Geraldine didn’t immediately recognise her sister’s voice and it saddened Helen when she recalled this later. Sisters should know one another’s cadences. Did seventeen years of sharing a bed count for nothing?
‘Patrick’s been looking for you,’ said Geraldine abruptly. No civilities. No chatting.
Helen felt a twinge of alarm. Might he be driving towards her now, on the brink of occupying the strip of carpeted corridor outside her hotel room? It was irrational, for he couldn’t know where she was staying, yet she had to subdue an urge to step across to the door and flick down the lock.
She forced herself to affect nonchalance. ‘Did Patrick say what he wanted?’
‘Just to tell you to contact him if you rang. I said I wasn’t expecting to hear from you since you don’t exactly make an effort to keep in touch with me, I’m only your sister.’
Helen suppressed the irritation which Geraldine’s habitual complaint aroused. She banked down too her usual retort that Geraldine was at liberty to contact her if she chose. Instead she selected an all-purpose agreeable note and injected it into her voice.
‘I suppose you know Patrick took time off work for Auntie Maureen’s funeral, Geraldine? He stayed on a while afterwards to conduct some research for his firm.

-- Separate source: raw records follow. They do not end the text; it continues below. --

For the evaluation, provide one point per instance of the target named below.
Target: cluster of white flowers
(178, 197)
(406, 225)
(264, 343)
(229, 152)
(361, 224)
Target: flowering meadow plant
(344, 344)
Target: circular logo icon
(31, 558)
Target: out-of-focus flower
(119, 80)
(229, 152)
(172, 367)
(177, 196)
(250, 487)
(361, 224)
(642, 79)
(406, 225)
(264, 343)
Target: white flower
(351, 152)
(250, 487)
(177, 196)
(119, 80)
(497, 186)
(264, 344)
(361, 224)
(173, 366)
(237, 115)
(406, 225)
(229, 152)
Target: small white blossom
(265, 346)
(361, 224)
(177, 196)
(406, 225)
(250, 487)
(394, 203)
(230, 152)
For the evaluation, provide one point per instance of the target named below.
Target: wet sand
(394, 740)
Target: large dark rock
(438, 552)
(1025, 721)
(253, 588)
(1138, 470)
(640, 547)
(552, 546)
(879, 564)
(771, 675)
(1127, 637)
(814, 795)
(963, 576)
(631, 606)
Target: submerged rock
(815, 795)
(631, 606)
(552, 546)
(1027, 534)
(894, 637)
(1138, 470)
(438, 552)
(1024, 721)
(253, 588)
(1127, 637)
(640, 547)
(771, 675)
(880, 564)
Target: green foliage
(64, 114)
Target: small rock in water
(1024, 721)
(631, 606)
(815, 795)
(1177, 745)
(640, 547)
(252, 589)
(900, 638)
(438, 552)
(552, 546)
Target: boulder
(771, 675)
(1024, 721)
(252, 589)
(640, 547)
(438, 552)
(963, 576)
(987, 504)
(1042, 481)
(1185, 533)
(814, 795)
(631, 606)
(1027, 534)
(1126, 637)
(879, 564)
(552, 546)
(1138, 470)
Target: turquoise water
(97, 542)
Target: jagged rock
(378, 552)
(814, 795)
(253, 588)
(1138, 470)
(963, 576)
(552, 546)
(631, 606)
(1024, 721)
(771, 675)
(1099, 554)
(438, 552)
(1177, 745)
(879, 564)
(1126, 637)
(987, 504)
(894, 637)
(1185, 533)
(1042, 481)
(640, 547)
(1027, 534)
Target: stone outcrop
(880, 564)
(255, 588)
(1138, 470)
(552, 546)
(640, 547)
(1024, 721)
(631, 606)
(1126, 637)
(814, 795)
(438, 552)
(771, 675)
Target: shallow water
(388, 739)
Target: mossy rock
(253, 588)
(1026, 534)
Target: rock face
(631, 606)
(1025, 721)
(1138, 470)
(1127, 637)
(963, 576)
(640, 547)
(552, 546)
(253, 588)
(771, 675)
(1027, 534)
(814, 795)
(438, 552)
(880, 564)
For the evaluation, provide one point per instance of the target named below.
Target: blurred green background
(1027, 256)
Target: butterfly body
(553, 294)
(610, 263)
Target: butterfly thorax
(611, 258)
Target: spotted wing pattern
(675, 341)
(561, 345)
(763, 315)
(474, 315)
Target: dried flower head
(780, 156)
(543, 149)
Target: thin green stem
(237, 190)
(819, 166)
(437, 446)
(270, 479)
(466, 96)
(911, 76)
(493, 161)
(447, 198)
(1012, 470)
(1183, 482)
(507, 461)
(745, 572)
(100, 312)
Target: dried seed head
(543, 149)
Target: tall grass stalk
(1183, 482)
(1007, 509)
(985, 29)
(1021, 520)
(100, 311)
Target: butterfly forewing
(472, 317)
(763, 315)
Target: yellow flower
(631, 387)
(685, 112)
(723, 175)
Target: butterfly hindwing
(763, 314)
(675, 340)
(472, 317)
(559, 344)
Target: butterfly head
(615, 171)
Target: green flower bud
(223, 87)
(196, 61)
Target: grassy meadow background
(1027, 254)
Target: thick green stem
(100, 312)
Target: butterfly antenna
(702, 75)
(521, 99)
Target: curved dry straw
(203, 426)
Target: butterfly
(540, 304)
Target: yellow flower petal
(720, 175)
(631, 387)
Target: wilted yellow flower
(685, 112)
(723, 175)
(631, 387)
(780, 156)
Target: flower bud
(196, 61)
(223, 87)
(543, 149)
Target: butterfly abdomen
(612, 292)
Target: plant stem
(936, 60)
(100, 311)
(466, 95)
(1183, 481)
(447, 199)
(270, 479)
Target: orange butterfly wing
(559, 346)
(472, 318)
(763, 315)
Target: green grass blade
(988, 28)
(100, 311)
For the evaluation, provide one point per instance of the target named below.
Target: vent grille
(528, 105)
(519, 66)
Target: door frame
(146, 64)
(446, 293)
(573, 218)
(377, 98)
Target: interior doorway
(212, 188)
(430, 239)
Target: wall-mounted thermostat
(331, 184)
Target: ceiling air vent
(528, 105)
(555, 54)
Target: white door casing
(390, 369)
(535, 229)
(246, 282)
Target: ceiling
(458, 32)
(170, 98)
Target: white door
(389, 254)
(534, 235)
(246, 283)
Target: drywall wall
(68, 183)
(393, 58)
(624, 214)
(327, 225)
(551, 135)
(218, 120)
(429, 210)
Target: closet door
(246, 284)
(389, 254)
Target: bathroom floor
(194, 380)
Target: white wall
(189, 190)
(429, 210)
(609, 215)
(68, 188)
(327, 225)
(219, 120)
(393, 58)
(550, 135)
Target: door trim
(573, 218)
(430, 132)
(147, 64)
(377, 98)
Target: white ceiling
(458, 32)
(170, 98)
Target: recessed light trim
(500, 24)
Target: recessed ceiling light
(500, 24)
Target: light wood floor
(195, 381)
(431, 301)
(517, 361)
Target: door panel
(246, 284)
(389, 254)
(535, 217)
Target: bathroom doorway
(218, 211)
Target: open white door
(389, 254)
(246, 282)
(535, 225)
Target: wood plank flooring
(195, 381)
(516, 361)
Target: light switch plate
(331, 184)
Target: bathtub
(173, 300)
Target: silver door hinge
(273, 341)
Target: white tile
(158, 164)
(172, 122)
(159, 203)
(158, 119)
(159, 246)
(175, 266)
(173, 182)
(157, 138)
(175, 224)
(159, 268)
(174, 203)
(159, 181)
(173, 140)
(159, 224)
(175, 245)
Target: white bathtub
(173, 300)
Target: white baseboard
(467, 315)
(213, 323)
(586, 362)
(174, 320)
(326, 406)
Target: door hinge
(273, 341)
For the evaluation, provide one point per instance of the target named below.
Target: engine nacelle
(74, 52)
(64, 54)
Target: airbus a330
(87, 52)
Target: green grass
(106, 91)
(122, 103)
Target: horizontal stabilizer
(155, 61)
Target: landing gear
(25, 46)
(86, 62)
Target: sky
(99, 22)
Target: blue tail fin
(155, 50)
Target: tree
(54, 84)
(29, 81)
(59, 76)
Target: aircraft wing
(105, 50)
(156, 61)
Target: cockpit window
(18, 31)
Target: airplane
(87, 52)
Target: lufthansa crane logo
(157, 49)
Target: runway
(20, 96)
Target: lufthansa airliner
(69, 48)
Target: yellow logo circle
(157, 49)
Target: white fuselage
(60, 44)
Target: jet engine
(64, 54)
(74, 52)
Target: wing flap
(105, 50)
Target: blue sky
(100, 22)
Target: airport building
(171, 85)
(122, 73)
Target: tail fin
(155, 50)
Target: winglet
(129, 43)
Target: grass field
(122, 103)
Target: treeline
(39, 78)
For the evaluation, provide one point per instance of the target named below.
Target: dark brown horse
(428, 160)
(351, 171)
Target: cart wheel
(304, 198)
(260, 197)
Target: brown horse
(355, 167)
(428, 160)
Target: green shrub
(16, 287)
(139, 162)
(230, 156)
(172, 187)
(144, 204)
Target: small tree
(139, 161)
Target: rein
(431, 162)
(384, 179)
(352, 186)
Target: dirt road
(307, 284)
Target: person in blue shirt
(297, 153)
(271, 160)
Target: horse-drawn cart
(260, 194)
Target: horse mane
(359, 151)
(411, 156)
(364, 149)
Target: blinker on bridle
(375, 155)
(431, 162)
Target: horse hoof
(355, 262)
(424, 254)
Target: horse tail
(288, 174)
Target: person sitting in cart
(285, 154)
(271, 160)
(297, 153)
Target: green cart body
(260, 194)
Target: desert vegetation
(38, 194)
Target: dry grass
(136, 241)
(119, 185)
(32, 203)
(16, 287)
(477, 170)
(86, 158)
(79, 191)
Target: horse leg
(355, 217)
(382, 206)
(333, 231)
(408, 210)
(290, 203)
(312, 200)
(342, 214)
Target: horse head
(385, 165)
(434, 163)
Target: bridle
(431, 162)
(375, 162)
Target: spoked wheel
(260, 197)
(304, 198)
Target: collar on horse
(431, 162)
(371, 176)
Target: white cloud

They’re thinking of opening a branch in Dublin.’
‘I only learned it when he rang, and he only phoned looking for your whereabouts.’ Tetchiness sharpened Geraldine’s voice. ‘He hasn’t improved any. He doesn’t remember my number except when he wants something.’
‘He’ll have to want then.’ Helen was dismissive. ‘I’m on business in Sligo but I could slip away tomorrow and come and see you, if you like.’ She waited for a response but the line crackled. ‘Would you like me to drop by, Geraldine? We could meet for lunch.’